VRChat AI Assistant

OpenAI GPT-4 powered AI Assistant with a GUI that integrates with VRChat using OSC. This program is currently in an "it works on my machine" state, and will most likely not work on yours without a ton of tinkering. For example, it relies on VB-Audio VoiceMeeter Banana to play audio over the microphone. Either way, I'm uploading this just to have it up here.

Usage

Run either start_assistant.ps1 or .bat, which will automatically activate the virtual environment and start the program. If you for whatever reason are not using a virtual environment, just run python assistant.py.

The program will start listening when it detects either the parameters ChatGPT or ChatGPT_PB get triggered on your avatar. For example, you could trigger it either from the Action Menu, or using a Contact Sender/Receiver pair. Alternatively, double-tap the Right Control key to invoke it manually. Voice gets transcribed to text with Faster Whisper, which is forwarded to OpenAI, and the response is read out with Google Cloud TTS or optionally one of 11.ai voice synthesis, Google Translate, or Windows Default TTS. The response text is also fed into the VRChat Chatbox.

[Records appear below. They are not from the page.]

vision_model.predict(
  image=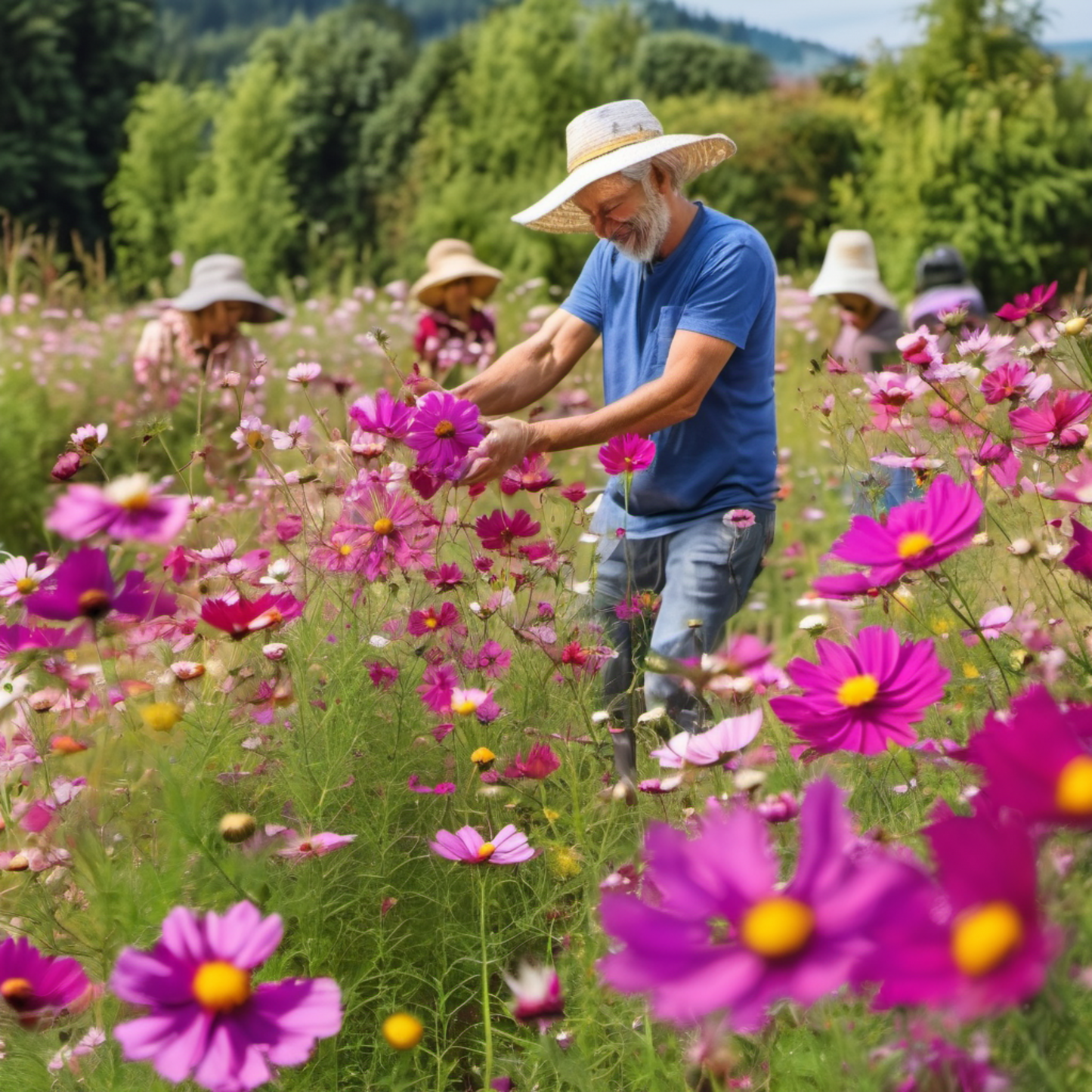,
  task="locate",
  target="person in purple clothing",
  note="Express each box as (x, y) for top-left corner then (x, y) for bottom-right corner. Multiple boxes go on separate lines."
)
(421, 99), (776, 798)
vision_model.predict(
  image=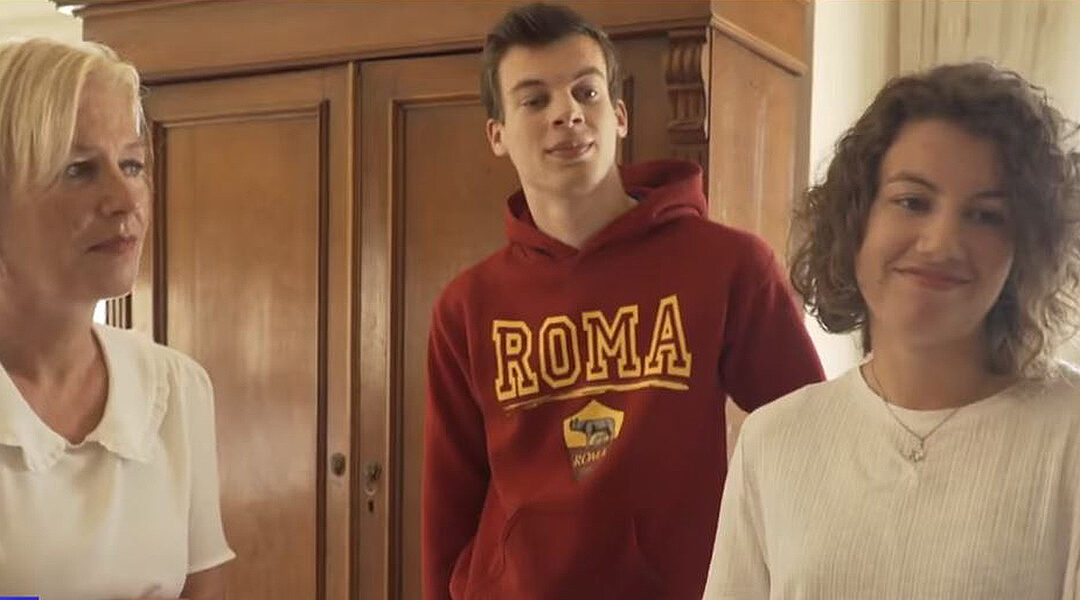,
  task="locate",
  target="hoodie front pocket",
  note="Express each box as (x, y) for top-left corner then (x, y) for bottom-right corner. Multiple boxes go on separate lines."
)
(477, 506), (663, 600)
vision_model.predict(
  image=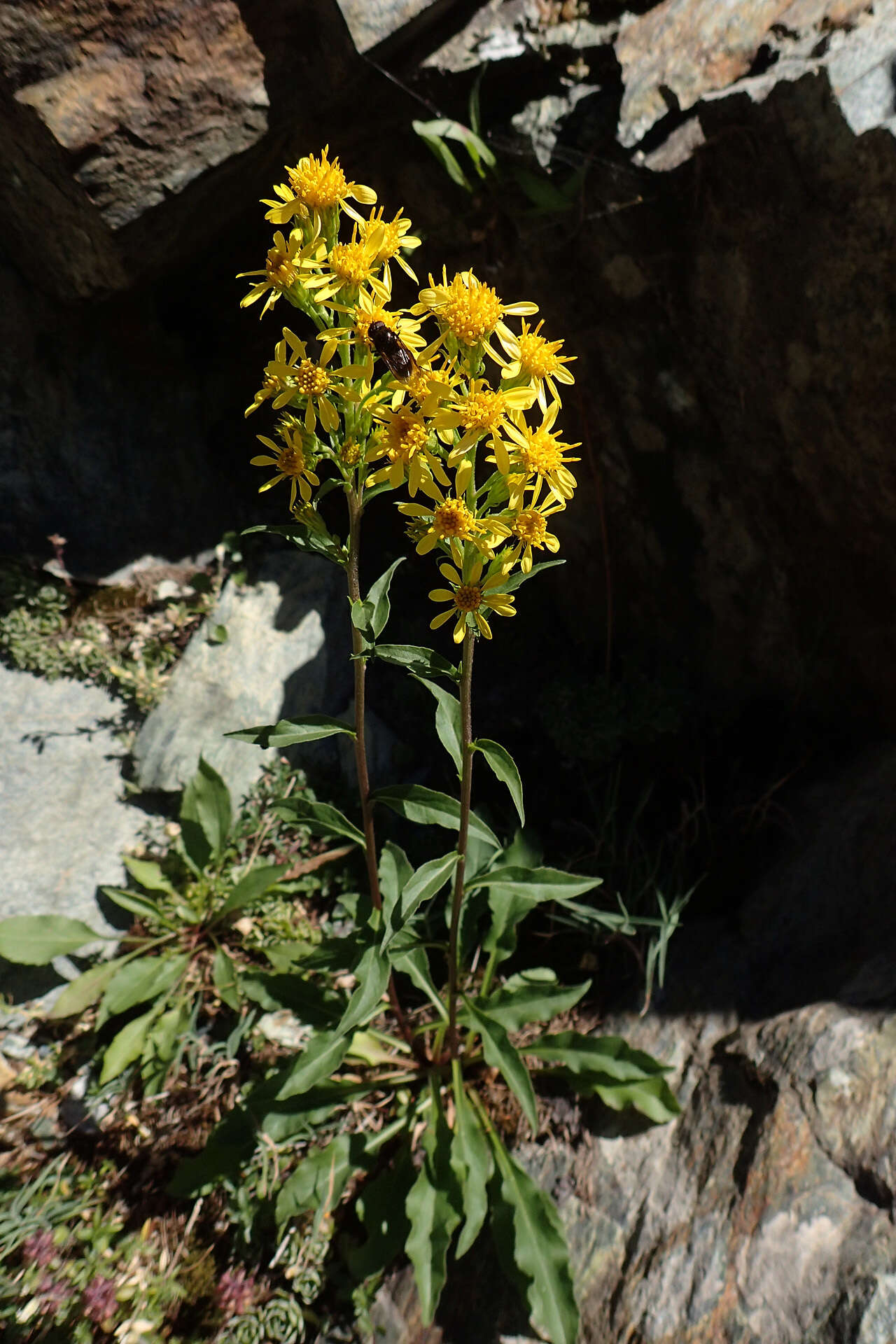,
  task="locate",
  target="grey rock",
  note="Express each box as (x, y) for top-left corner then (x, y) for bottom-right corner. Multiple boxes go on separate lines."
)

System commands are triggerable by saying "System" and the name of the command, which will also bypass sending it to OpenAI.

Installation

Copy .env.example to .env, get your API keys from OpenAI and from ElevenLabs, and put them in the file. Get your Google Cloud Authentication file and put it in the project directory, then add the path to it in .env.

Activate a virtual environment in the .\venv folder using python -m venv venv. This can be skipped, but is recommended to not conflict with globally installed packages. Install CUDA Toolkit and cuDNN and add their respective \bin folders to your PATH if you plan to use the GPU. Install the required Python packages listed below using pip. With GPU support, you may need to install the latest nightly version of PyTorch, or uninstall and re-install if you have an old version that doesn't work and/or wasn't compiled with CUDA support. An example command for installing PyTorch nightly on Windows using pip with CUDA 11.8 support is as follows:

pip3 install --pre torch torchvision torchaudio --index-url https://download.pytorch.org/whl/nightly/cu118

Requirements

Python 3.8 or higher with Pip. Highly recommended to use a venv.

There were recent breaking changes to the ElevenLabs library, for now you can force an old version with pip install --force-reinstall "elevenlabs==0.1.1"

Required libraries: audioop, python-dotenv, elevenlabs v0.1.1, faster-whisper, ffmpeg, google-cloud-texttospeech, gtts, openai, pynput, python-osc, pyttsx3, and customtkinter

Most likely requires an NVidia GPU. Not tested with AMD, but I doubt it will work. In that case, edit the file to use CPU instead of CUDA. To use Faster Whisper, you need both cuDNN and CUDA Toolkit 11.8 in PATH. Otherwise, use OpenAI Whisper or use CPU inference.

The following files need to be copied over from C:\Windows\Media as I can't upload them to Github due to them being owned by Microsoft:

Speech Misrecognition.wav
Speech Off.wav
Speech On.wav
Speech Sleep.wav

Copyright

The contents of this repository, including all code, documentation, and other materials, unless otherwise specified, are the exclusive property of MissingNO123 and are protected by copyright law. Unauthorized reproduction, distribution, or disclosure of the contents of this repository, in whole or in part, without the express written permission of MissingNO123 is strictly prohibited.

The original version of the Software was authored on the 17th of March, 2023.